For automated recurring reports, you may want to email the CSV output or upload to cloud storage like Amazon S3.

This covers the basics of exporting the extracted data. The key is getting it into a reusable format that can drive further analysis and optimization!

Conclusion

Extracting and analyzing Facebook ads data is crucial for optimizing your ad spend and impact. By leveraging Python and the Marketing API, you can efficiently pull any data you need on your campaigns. pandas enables powerful analysis and visualization capabilities to gain actionable insights.

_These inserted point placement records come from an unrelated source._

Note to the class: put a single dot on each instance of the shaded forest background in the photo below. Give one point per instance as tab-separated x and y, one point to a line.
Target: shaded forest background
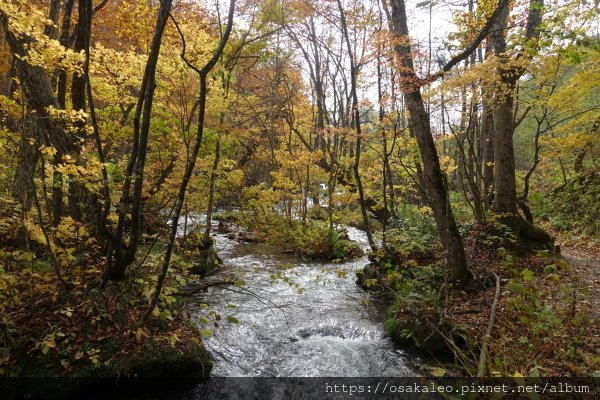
467	159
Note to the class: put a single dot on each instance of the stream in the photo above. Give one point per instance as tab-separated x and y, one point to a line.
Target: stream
312	320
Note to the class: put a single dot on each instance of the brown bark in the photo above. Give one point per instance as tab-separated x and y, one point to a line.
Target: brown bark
433	178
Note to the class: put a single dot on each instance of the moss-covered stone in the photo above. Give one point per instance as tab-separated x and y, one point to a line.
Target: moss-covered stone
40	378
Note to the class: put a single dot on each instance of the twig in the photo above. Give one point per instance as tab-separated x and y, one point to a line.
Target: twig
201	287
486	339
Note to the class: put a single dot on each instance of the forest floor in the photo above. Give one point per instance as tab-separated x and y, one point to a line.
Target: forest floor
584	257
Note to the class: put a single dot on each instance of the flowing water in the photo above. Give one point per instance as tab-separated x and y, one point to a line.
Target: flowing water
296	318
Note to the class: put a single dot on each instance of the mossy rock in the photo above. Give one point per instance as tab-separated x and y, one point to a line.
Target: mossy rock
208	260
41	379
416	329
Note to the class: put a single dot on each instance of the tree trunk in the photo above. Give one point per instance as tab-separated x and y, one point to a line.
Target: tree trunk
433	179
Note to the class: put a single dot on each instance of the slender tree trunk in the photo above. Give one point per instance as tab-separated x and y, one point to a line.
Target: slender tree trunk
191	162
357	126
433	178
131	203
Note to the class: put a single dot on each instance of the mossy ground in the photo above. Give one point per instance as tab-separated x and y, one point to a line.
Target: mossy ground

The steps covered in this guide provide a framework to start extracting your Facebook ads data using Python:

– Install prerequisites like Python, Facebook SDK
– Obtain API credentials for your app
– Make API calls to extract insights data
– Load into pandas dataframes for transformation
– Analyze, visualize and export data as needed

Automating these data pulls with Python also makes the process quick, repeatable and scalable.

While this covers the basics, there are many ways to extend the code:

– Implement OAuth login flow for long-lived access token
– Schedule recurring scripts to refresh data
– Store data in databases like MySQL, BigQuery etc.
– Build interactive dashboards and apps on top of the data
– Integrate extracted data into business intelligence tools like Tableau

Optimizing Facebook ad performance takes experimentation and adaptation based on data. This guide provides the framework to efficiently access the data you need using Python. From there, the possibilities for custom analysis and optimization are endless!